Which brings me onto another reason why I blame the mad feminists. No introspective look on the ills of society. The old mantra of men being perpetrators of abusive situations gets trotted out and we are left with the annual promotion of scary statistics of domestic violence, and rape campaigns, without anyone doing enough about it – except to use the sticky plaster approach once it has occurred, for the vast majority of victims.
Sure it’s a huge problem, and women are mostly at the receiving end. But feminists need to confront the realities too. Research shows that sons who witness domestic violence against their mothers, show a propensity in later life to also abuse, but there are rarely national campaigns aimed at this target group in an effort to stop the cycle. Men are also victims of domestic assaults and sexual abuse too, just as women can be perpetrators of both physical and sexual abuse. Why do feminists rarely publicly confront this reality? Why do we not see campaigns aimed at women who become trapped in a cycle of abuse, urging them to take responsibility for their own lives and bodies, and reclaim autonomy? Why is it not pc to attach some responsibility for child abuse for example, onto those females who facilitate horrific acts under their own roof, by turning a blind eye to the perpetrator? Because women, in the eyes of the people who run these campaigns are the victims, harmed by men across the board. The women who commit violent acts also. Feminists give them a get out clause by looking into their backgrounds to find something which must have caused them to act in the way they did. We negate from focusing on responsibility when the cycle is continued – and focus instead on prolonging vulnerability and weakness by enabling.
This will be unpopular, Im sure, because I’ve broken the golden rule, sisters. You cant be critical of feminists. If youre a critical male, youre sexist. If youre a critical female, well, you must be either brainwashed by the patricarchy, or ashamed of your own femininity.
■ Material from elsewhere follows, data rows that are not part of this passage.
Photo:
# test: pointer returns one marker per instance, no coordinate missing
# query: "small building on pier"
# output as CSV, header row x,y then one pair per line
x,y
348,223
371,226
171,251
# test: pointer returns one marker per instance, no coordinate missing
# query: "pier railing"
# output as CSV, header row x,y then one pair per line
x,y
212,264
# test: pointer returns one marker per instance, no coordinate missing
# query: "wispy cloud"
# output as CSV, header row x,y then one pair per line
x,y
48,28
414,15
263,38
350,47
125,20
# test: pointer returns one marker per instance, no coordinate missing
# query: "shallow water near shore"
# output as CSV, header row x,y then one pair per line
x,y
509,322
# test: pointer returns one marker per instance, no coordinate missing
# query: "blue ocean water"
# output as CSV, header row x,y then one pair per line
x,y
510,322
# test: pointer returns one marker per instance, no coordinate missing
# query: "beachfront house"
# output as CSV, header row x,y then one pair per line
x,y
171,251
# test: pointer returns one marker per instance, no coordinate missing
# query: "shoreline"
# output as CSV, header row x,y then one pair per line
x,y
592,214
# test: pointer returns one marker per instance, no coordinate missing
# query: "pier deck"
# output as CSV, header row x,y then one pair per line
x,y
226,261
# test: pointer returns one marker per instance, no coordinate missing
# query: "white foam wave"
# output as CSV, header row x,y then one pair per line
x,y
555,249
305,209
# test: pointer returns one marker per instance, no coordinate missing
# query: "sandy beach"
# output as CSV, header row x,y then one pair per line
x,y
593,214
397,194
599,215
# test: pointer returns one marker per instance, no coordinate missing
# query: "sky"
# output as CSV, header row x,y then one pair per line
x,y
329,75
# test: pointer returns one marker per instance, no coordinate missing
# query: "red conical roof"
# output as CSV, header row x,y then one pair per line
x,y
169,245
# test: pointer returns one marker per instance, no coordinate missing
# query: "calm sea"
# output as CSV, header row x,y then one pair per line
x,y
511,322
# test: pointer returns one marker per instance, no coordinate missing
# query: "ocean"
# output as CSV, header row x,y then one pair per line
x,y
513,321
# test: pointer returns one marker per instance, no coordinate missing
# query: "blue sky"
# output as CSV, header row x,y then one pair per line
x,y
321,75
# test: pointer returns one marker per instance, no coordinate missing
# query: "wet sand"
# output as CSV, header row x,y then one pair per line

So when does a feminist who believes in equality of both rights and opportunity stop becoming a feminist in Ireland? The answer in short is when the feminists say you aren’t one. When youre the “wrong type”, or when you don’t identify with much of what that brigade of feministas have to offer.
I don’t have a label to fit my feminist views. Im not a radical, reformist, or socialist feminist. Im not a conservative, a separatist feminist, or a liberal feminist. I’m just a woman who believes that no one, male or female should be discriminated against on the basis of their gender, and who also believes that it is important to teach my own children to have autonomy over themselves, their bodies, their fertility and their worth as they grow up – hopefully into rounded, responsible human beings.
If that doesn’t fit in with the sisters agenda, then I don’t need to belong to a band of people who believe that if you don’t tick the boxes, you’re not in the club. This is one sister who is quite happy to do it for herself.